Nûr Sûresi 55-57. Ayet Tefsiri


55-57 / 64


Nûr Sûresi Hakkında

Nûr sûresi Medine’de nâzil olmuştur. Âyetlerin iniş sebeplerinden hareketle sûrenin Medine dönemi boyunca peyderpey indiği anlaşılır. 64 âyettir. İsmini, 35. âyette bir temsille anlatılan “Allah’ın göklerin ve yerin nûru” olmasından alır. Mushaf tertîbine göre 24, iniş sırasına göre 102. sûredir.

Nûr Sûresi Konusu

Nûr sûresi fert, aile ve toplum ilişkileri açısından çok mühim mevzulara temas eder ve hükümler getirir. Zina haddi, iftira haddi, mulâane, insanların iffet ve namuslarını korumada İslâm toplumunu daha dikkatli olmaya davet, evlere giriş çıkış âdâbı, başörtüsü, tesettür ve mahremiyet meseleleri, bekârların evlendirilmesine teşvik konuları bunlardan bazılarıdır. Allah’ın insanlara doğru yolu göstermesi bir temsille izah edilir. Bu hidâyetten nasibi olanların parlak manevî halleri ve mutlu istikballeri karşısında, bu hidâyete sırtını dönenlerin hazin akıbetleri dikkat çekici benzetmelerle gözler önüne serilir. Yerde ve gökteki varlıkların, saflar halinde kuşların tesbihi; bulut, yağmur, dolu, şimşek, yıldırım, gece ve gündüz ve yeryüzünde debelenen tüm varlıklar gibi Allah Teâlâ’nın kudret nişânelerine ve azamet tecellilerine yer verilir. Allah ve Rasûlü’nün hükmü karşısında münafıkların tavrı ile gerçek takvâ sahibi mü’minlerin tavrı, konu daha net anlaşılabilsin diye mukayese edilerek anlatılır. Bedir’de Allah’ın ve meleklerin hususi yardımı ile zafer elde etmiş, Uhud’da ciddi bir yara almış, Hendek’te ise Arabistan Yarımadası’nın her tarafından toplanıp gelmiş düşman orduları karşısında ölüm kalımla, yok olmakla yüz yüze gelmiş İslâm ümmetine, gerçekten iman edip sâlih ameller işledikleri takdirde yeryüzüne hâkim olacakları ve dinlerinin payidâr olacağı müjdesini verir.

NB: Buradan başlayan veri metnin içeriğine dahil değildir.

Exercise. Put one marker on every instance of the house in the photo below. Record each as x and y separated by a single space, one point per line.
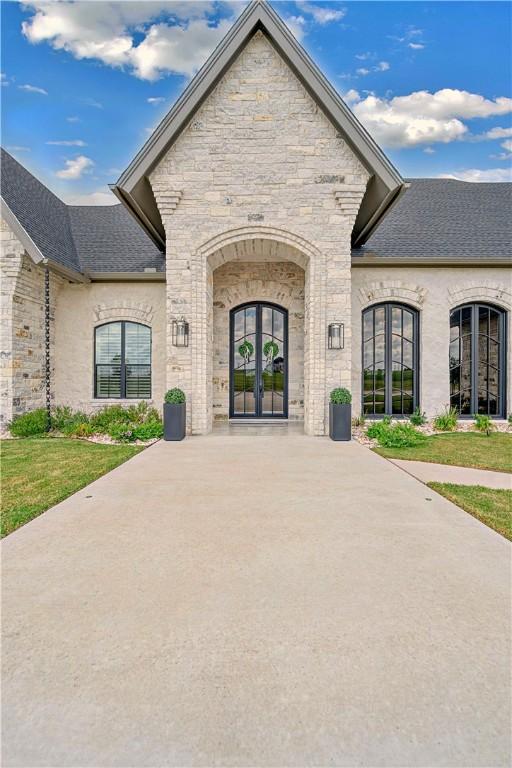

Aile içi mahremiyete ve hususiyle yeme, içme bakımından akraba münâsebetlerine dikkat çeker. Allah Resûlü (s.a.s.)’in emri ile hareket edilmesi ve O’na gereken hürmetin gösterilmesi hatırlatıldıktan sonra, O’nun emrine karşı gelenler büyük bir fitneye düçâr olmakla veya elemli bir azaba uğramakla ikaz edilirler.  

Nûr Sûresi Nuzül Sebebi

         Mushaftaki sıralamada yirmi dördüncü, iniş sırasına göre 102. sûredir. Haşr sûresinden sonra, Hac sûresinden önce Medine’de inmiştir. Zina edenlerle evlenmeyi kınayan 3. âyet, hicretin 3. yılında, Recî’ çatışmasında şehid düşen Mirsed ile ilgilidir. Şu halde sûrenin ilk âyetleri hicretin 1. yılının sonu ile 2. yılının başlarında vahyedilmiş olmalıdır. Eşleri hakkında zina suçlamasında bulunan kocalar hakkındaki 6. âyetin de Tebük Savaşı’ndan sonra, 9. yılın Şâban ayında geldiği bilinmektedir. Buna göre sûrenin uzun bir zaman dilimi içinde parça parça nâzil olduğu anlaşılmaktadır.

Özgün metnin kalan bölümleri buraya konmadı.